Reality TV stars Todd and Julie Chrisley are released from federal prison after receiving Trump pardons

By Dakin Andone, Mark Morales, Bill Kirkos, Danya Gainor
(CNN) — The reality show couple Todd and Julie Chrisley were released from federal custody on Wednesday after they were pardoned by President Donald Trump following their 2022 convictions for fraud and tax crimes.
Todd Chrisley was serving a 12-year prison sentence in Pensacola, while Julie Chrisley had been sentenced to seven years at a facility in Lexington, Kentucky. The couple is now headed home to Nashville, a law firm representing the Chrisleys told CNN Wednesday.
The Chrisleys’ release was part of a succession of contentious new pardons by Trump, including former Republican New York congressman Michael Grimm, who served seven months for tax evasion and Connecticut’s former Republican Gov. John Rowland, who was convicted of campaign-related federal crimes.
The “Chrisley Knows Best” couple was sentenced for conspiracy to defraud banks out of more than $30 million and was also found guilty of several tax crimes, including attempting to defraud the Internal Revenue Service.
Both had maintained their innocence and were in the process of appealing their convictions when their daughter, Savannah Chrisley, received a call from the president on Tuesday, informing her that her parents would receive full pardons.
“Some of these decisions about pardons aren’t necessarily about guilt and innocence: they’re about how the process works, or whether it should work this way,” Alex Little, an attorney for the Chrisleys, told CNN’s Anderson Cooper Wednesday night after their release. “I think ultimately, the White House was convinced it didn’t work the way it should have.”
In an unsuccessful appeal last year, the Chrisleys’ attorneys argued that the prosecution knowingly allowed for false testimony against the couple and that they had insufficient evidence to convict them, the Associated Press reported.
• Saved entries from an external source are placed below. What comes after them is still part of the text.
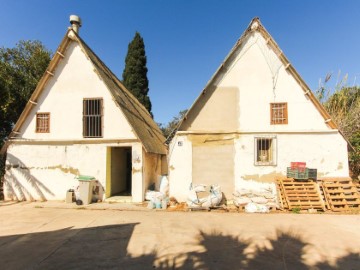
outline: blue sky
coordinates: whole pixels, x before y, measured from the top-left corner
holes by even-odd
[[[143,36],[156,122],[187,109],[253,17],[312,90],[329,72],[360,84],[360,1],[0,0],[0,46],[40,40],[55,51],[69,15],[80,35],[121,79],[127,46]]]

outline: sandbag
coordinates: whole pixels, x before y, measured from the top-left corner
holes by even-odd
[[[248,203],[245,206],[245,212],[246,213],[268,213],[269,207],[263,204],[257,204],[257,203]]]
[[[166,175],[161,177],[159,191],[165,196],[169,195],[169,179]]]

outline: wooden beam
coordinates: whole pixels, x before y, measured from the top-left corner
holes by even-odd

Judges at the 11th US Circuit Court of Appeals upheld the Chrisleys’ conviction, but ordered that Julie Chrisley’s case be sent back to a lower court to be resentenced due to a calculation error.
“The pardon process is here to say we don’t think the end result was the correct one, and that’s what the president did today,” Little said.
Speaking to reporters before the couple’s release, Savannah Chrisley said she had been fighting for her parents.
“I’ve had people say, ‘I wonder what she had to do to get this pardon.’ I didn’t have to do anything. I didn’t have to do anything other than stand firm in my beliefs and my convictions and fight for my parents and fight for what was right,” she said. “And not only am I fighting for my parents, I’m literally fighting for every single man that’s being left behind here today. There are so many here that deserve a second chance.”
Savannah Chrisley spoke at the Republican National Convention in Milwaukee, Wisconsin, in July. She also campaigned for Trump as part of “Team Trump’s Women Tour” and recently appeared on Lara Trump’s Fox News program to discuss her parents’ plight.
Speaking at the White House Wednesday, the president weighed in on even more potential pardons, saying he was “going to look at it,” when asked if he planned to pardon the men convicted of plotting to kidnap Michigan Gov. Gretchen Whitmer in 2020.
This is a developing story and will be updated.